British Broadband services are reported to be a shocking 40% slower than advertised. Recent investigations have found that the average broadband speed in the UK is 7Mbps, which is less than the 12Mbps that some providers claim to be able to offer the consumer. A quarter of people had no access to broadband where they lived.
Broadband blackspots also commonly exist in city centres. It’s commonly thought that it’s only rural customers are left frustrated by the lack of infrastructure for high speed internet. However, living in a city centre you could also be hit by poor broadband service and wind up paying just as much as those whose service is relatively good. Many customers are used to rebooting their broadband up to ten times per day.
BT’s retort is that a price freeze would mean that they would have to wait 12-14 years before seeing a return on their investments. A complete upgrade to fibre optic broadband could mean a bill of £30bn. The most dissatisfied customers are facing up to a 60% shortfall between real and advertised rates.

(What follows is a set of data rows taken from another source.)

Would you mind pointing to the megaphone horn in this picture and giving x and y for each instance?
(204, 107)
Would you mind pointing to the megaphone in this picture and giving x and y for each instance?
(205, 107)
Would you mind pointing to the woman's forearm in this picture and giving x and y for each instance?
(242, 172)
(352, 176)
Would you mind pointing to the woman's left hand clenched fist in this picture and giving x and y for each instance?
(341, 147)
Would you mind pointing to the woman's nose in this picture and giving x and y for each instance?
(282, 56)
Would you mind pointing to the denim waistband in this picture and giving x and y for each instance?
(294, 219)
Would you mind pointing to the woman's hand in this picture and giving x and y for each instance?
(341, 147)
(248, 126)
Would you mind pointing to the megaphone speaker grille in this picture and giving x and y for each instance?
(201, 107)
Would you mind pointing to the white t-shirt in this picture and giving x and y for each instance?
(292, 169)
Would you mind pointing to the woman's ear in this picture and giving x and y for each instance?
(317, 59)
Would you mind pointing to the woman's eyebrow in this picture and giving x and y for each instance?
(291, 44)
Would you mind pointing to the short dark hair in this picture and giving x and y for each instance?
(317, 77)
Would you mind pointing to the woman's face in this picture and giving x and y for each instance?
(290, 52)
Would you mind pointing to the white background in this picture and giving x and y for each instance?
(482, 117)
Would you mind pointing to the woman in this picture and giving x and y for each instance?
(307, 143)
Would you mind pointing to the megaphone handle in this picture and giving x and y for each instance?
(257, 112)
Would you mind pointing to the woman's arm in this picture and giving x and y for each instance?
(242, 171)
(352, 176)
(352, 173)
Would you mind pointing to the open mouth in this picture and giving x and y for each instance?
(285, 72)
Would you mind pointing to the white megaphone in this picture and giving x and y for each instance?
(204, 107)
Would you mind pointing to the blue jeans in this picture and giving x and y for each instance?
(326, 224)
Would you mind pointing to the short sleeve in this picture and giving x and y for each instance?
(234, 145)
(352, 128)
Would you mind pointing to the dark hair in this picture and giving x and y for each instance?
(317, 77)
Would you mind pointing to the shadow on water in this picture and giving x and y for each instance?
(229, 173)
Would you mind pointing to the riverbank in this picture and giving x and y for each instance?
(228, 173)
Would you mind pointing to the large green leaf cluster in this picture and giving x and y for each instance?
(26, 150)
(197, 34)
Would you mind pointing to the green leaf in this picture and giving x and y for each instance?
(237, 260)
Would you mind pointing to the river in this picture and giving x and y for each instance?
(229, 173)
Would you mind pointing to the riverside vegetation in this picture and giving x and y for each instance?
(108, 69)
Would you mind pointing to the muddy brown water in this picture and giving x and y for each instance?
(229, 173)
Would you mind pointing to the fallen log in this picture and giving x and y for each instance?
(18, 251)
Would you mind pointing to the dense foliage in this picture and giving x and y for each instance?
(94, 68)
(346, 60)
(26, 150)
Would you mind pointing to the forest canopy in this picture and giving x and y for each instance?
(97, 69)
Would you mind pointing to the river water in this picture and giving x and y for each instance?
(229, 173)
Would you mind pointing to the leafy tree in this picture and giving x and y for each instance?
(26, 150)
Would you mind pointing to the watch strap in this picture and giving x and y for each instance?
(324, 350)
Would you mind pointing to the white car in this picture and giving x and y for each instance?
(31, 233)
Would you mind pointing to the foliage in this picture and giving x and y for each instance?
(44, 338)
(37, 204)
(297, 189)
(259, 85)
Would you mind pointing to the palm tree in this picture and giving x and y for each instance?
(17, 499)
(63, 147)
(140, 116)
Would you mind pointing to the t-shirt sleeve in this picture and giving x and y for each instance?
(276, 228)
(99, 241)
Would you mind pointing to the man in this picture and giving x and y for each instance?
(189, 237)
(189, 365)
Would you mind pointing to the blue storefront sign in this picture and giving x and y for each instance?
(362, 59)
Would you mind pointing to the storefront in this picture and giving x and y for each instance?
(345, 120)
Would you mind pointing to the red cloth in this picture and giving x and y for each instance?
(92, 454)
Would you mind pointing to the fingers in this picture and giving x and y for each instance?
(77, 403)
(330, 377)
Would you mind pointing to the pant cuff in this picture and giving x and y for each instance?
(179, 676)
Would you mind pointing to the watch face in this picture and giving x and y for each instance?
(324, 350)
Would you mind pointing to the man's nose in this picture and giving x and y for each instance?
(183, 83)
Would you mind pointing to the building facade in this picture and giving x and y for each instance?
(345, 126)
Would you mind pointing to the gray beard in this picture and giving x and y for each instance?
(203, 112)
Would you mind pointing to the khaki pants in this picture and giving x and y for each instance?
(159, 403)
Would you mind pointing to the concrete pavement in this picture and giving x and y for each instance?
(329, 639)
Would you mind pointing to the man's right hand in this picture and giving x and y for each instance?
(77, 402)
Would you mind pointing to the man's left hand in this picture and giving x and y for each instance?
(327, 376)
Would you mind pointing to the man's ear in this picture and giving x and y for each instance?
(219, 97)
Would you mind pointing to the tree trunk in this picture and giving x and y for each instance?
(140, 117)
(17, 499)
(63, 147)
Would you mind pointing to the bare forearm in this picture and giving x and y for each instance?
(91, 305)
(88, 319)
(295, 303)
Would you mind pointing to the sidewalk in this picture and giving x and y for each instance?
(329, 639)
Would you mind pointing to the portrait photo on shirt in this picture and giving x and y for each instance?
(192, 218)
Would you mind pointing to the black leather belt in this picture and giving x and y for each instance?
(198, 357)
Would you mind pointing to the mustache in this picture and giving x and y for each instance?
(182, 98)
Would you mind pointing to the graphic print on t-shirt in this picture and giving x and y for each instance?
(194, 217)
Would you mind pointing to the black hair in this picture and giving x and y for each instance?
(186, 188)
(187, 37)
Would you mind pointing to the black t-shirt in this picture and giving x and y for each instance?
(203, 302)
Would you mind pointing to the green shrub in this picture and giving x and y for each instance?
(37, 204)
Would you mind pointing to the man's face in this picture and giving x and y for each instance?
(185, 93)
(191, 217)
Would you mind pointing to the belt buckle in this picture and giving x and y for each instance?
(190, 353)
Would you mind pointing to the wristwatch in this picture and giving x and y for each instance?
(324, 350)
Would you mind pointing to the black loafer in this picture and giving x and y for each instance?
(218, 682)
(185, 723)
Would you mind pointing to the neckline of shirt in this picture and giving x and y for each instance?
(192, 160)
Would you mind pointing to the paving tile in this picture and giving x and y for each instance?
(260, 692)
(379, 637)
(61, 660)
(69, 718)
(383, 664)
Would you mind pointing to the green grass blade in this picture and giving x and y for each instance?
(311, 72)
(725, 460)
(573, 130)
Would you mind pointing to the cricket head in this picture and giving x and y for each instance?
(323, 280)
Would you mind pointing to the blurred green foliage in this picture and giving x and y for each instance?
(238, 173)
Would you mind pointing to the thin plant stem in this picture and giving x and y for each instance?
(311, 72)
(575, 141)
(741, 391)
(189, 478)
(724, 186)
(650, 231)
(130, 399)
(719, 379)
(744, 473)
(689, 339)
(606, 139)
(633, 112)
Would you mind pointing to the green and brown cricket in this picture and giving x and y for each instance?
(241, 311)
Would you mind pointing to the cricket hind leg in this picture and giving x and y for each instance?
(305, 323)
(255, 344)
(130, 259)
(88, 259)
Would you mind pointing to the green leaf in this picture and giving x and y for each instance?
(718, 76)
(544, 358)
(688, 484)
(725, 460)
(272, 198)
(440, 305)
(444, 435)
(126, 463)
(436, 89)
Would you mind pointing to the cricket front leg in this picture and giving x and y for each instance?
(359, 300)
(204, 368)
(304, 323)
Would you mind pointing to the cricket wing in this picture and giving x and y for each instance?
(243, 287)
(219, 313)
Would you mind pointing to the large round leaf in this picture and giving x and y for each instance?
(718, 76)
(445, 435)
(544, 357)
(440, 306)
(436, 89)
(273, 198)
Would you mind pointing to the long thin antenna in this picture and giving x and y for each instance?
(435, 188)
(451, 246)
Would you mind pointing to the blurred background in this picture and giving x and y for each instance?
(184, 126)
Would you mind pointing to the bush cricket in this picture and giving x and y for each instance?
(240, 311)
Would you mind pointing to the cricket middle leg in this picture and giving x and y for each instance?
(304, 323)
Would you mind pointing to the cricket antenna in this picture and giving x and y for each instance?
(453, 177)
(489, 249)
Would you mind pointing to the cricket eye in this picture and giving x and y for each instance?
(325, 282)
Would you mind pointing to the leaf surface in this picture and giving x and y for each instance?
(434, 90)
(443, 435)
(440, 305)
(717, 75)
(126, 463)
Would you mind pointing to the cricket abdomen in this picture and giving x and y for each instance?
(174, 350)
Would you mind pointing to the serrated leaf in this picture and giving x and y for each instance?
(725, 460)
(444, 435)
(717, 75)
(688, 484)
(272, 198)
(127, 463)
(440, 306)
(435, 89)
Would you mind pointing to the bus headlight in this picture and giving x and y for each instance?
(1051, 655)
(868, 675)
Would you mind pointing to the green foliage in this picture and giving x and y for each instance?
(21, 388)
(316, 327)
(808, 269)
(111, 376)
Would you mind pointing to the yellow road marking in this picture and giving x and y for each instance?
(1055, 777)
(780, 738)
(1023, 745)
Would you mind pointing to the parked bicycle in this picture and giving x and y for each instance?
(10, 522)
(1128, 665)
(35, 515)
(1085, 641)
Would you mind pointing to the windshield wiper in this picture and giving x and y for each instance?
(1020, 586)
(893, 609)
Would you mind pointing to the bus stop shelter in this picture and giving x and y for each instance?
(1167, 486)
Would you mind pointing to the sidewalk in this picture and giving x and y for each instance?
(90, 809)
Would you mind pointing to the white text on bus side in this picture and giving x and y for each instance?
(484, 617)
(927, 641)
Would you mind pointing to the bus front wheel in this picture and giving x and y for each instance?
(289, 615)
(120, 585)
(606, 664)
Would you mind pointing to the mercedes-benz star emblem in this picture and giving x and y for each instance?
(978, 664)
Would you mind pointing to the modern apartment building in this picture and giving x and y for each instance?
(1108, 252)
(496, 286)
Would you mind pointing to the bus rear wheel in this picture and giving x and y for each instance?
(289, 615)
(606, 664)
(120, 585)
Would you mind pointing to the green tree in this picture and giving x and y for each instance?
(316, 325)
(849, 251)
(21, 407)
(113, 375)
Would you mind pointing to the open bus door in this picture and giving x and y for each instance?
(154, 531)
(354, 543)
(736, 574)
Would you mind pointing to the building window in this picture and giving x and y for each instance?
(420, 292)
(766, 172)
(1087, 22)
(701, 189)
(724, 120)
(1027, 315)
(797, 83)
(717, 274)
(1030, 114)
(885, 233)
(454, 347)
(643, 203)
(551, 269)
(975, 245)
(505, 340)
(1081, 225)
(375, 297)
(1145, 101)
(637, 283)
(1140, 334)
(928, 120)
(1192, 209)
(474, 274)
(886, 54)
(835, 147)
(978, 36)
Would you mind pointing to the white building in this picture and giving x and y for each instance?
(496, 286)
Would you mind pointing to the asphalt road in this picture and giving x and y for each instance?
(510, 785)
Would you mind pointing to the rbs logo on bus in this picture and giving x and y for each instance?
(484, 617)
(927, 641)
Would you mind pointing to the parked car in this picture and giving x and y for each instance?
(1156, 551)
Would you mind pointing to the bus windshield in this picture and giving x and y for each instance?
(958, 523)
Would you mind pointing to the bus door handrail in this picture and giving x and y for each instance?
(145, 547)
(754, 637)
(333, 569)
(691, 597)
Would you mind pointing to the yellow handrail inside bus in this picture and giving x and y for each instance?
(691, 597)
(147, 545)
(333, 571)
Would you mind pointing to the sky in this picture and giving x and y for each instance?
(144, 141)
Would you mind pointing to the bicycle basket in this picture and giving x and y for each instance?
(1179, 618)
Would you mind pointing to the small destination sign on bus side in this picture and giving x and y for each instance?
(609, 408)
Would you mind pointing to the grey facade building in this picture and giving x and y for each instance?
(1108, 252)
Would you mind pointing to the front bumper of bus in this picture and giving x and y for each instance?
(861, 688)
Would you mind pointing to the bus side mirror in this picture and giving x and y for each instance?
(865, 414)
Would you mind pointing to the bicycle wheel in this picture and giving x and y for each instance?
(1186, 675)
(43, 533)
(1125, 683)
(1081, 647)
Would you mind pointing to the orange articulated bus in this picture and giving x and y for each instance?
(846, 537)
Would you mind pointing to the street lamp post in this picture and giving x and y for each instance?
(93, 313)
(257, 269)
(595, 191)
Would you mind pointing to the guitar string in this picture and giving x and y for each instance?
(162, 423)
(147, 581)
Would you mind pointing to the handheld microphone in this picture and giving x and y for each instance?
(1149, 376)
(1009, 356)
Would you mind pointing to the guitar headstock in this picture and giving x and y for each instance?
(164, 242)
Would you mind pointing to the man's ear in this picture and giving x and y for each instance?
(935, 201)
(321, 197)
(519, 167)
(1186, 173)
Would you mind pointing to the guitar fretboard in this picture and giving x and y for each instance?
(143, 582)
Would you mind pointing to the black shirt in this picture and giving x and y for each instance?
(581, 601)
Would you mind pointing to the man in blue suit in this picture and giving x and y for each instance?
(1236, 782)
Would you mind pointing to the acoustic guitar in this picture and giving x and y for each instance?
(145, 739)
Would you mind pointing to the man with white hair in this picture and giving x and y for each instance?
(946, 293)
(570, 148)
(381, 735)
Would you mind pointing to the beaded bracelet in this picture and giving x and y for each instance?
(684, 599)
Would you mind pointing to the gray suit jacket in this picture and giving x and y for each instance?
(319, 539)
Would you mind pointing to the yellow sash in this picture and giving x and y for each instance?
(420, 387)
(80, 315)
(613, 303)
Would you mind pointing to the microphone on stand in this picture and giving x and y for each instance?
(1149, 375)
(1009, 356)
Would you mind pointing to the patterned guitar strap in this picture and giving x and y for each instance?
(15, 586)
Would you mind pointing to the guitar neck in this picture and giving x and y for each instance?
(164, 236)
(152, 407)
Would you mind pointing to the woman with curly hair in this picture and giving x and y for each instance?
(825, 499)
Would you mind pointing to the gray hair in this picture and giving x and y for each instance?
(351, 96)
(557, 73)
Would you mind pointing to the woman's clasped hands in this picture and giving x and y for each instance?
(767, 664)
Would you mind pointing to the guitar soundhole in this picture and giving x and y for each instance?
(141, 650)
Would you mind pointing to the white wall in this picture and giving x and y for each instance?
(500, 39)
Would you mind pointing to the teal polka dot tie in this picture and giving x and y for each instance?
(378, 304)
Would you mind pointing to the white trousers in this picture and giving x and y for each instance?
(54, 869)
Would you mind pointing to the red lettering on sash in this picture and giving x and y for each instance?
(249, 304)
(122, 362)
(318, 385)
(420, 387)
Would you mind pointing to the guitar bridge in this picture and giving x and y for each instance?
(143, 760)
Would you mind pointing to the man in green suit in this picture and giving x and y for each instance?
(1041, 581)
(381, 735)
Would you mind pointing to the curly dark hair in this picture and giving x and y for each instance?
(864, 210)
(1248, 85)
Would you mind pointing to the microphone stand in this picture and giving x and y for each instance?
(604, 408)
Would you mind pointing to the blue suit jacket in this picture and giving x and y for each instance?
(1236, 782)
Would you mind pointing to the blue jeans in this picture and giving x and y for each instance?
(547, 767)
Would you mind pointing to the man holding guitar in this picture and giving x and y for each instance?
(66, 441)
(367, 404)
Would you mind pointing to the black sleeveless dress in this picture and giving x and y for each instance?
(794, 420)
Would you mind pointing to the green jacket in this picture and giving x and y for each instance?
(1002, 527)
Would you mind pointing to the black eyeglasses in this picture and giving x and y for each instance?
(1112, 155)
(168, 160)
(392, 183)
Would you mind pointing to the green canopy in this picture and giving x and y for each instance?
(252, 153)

European and Asian broadband speeds are far higher, despite the fact that the British online economy is the most important in all of the G20 countries. Pricing announced for the new network has been controversial because of the doubled cost of using the new fibre infrastructure than BT is planning to roll out to two-thirds of the country by 2015.
However, Communications Minister Ed Vaizey maintains that the UK will have the best broadband network in Europe by the year 2015. The general public and technology commentators are however, not as optimistic and fear that the UK will become the laughing stock of the rest of the world if it cannot provide quick and reasonably priced broadband for its citizens.